In his current trading notes, there are no words like 'secret,' 'insider,' or 'divine prediction,' only four sentences circled repeatedly with a red pen:

  1. Don't invest in what you don't understand — even if the neighbor Wang makes a fortune, money you don't understand is not your money.

  1. Every Wednesday at 8 PM, he reviews his trades on time; any sudden 'inspiration' is thrown into the wastebasket.

  1. Withdraw the principal when profits reach 50%, use profits to take risks, and losing won't hurt.

  1. Core positions are like the stabilizing needle, short positions are just seasoning for life, don't consider them the main dish.

There are no earth-shattering techniques, just discipline forged from blood and tears.

He always says that the light in the crypto world never rests in others' hands.

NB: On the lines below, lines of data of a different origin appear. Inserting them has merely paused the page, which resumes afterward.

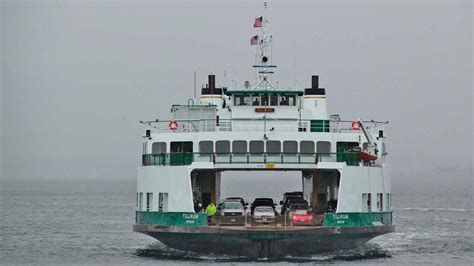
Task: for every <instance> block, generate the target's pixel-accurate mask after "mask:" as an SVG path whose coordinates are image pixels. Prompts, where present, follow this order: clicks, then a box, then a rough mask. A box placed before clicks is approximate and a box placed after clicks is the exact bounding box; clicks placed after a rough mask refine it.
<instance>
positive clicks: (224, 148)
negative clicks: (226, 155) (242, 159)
mask: <svg viewBox="0 0 474 266" xmlns="http://www.w3.org/2000/svg"><path fill="white" fill-rule="evenodd" d="M216 153H230V141H228V140H218V141H216Z"/></svg>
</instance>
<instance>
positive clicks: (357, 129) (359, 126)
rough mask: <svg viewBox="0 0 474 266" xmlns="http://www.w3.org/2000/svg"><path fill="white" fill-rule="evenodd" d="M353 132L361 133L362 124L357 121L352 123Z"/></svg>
mask: <svg viewBox="0 0 474 266" xmlns="http://www.w3.org/2000/svg"><path fill="white" fill-rule="evenodd" d="M352 130H355V131H359V130H360V122H359V121H357V120H354V121H352Z"/></svg>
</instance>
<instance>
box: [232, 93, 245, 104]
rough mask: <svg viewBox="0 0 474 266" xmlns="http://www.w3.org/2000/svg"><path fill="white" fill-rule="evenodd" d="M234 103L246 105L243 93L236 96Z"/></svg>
mask: <svg viewBox="0 0 474 266" xmlns="http://www.w3.org/2000/svg"><path fill="white" fill-rule="evenodd" d="M234 105H235V106H240V105H244V97H243V96H242V95H235V96H234Z"/></svg>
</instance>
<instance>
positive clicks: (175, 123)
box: [168, 120, 179, 131]
mask: <svg viewBox="0 0 474 266" xmlns="http://www.w3.org/2000/svg"><path fill="white" fill-rule="evenodd" d="M168 127H169V129H171V130H173V131H175V130H176V129H178V127H179V126H178V121H176V120H171V121H170V122H169V124H168Z"/></svg>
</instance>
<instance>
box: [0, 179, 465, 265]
mask: <svg viewBox="0 0 474 266" xmlns="http://www.w3.org/2000/svg"><path fill="white" fill-rule="evenodd" d="M413 180H414V181H413V182H406V183H400V182H399V183H398V184H397V183H394V185H393V189H392V192H393V196H392V201H393V207H394V222H395V224H396V225H397V228H396V232H395V233H391V234H388V235H384V236H381V237H378V238H376V239H374V240H371V241H370V242H369V243H368V244H366V245H364V246H363V247H361V248H359V249H357V250H351V251H343V252H342V251H341V252H333V253H326V254H320V255H315V256H311V257H285V258H283V259H280V260H278V261H270V260H267V259H260V260H256V261H253V260H249V259H247V258H244V257H227V256H203V255H199V254H193V253H189V252H181V251H175V250H172V249H169V248H167V247H165V246H164V245H162V244H161V243H159V242H157V241H156V240H154V239H152V238H150V237H148V236H145V235H142V234H138V233H134V232H132V224H133V223H134V208H135V206H134V204H135V188H136V185H135V180H133V179H130V180H112V179H110V180H109V179H103V180H35V181H32V180H4V181H0V188H1V205H0V210H1V228H0V263H4V264H43V265H45V264H92V263H93V264H163V263H166V264H188V263H193V264H208V263H218V264H227V263H230V264H240V263H249V262H254V263H272V264H274V263H277V264H292V263H308V264H315V263H337V264H341V263H356V264H382V263H383V264H385V263H389V264H415V263H416V264H440V265H444V264H456V265H457V264H462V265H464V264H471V263H472V262H473V257H474V240H473V239H474V235H473V221H474V217H473V216H474V210H473V208H472V183H471V182H470V181H464V182H441V183H439V182H438V183H432V182H429V181H424V182H420V181H417V180H416V179H413ZM428 180H429V179H428ZM222 187H223V192H222V193H223V196H224V197H225V196H231V195H232V196H234V195H244V196H245V197H246V198H247V199H248V200H251V199H252V198H253V197H255V196H271V197H274V199H275V200H279V199H280V197H281V193H282V192H283V191H290V190H294V189H298V187H300V183H299V178H298V177H292V176H291V175H289V176H288V178H287V179H286V181H278V180H275V179H274V178H272V176H269V175H267V176H264V177H263V178H262V179H259V182H258V183H257V182H256V181H255V178H254V177H252V176H250V177H249V176H245V177H244V176H243V177H240V178H239V177H238V176H235V175H233V176H230V177H228V178H226V177H224V181H223V184H222ZM257 193H258V194H257Z"/></svg>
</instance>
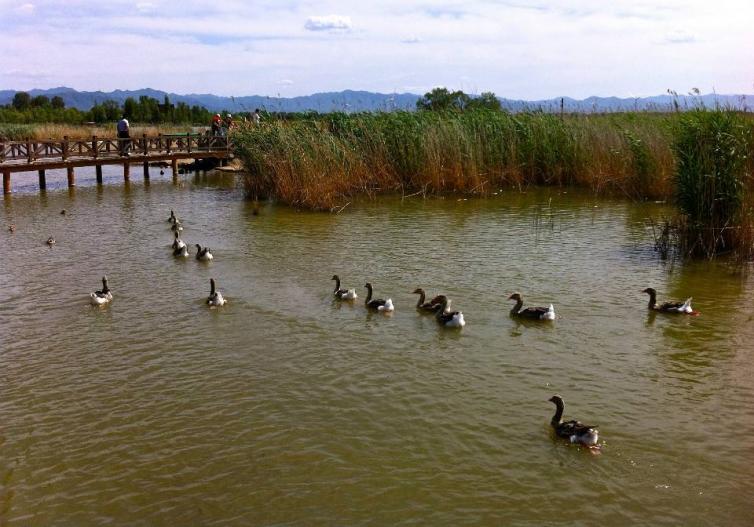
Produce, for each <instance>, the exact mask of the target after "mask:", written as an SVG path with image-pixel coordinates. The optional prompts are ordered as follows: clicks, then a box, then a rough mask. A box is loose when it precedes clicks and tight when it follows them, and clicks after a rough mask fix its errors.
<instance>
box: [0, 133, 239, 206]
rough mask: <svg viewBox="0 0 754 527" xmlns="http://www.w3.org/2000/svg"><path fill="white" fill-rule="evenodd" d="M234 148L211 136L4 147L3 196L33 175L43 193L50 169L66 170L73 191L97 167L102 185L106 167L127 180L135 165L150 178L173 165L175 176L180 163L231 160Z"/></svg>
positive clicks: (186, 134) (128, 178)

During the worst of the bear market in 2022, the lights in his office stayed on until dawn every day, not for watching the market but for writing new trading strategies. Later, as the market warmed up, while others were busy celebrating, he was still modifying the code.

Actually, the light is also in your hands. I won't advise you to copy his path, after all, everyone's river is different. But I want to say: when the next wave of bear market strikes in the middle of the night, may you also have a beam of your own light, illuminating not only the numbers in your account but also the humanity hidden behind the K-lines.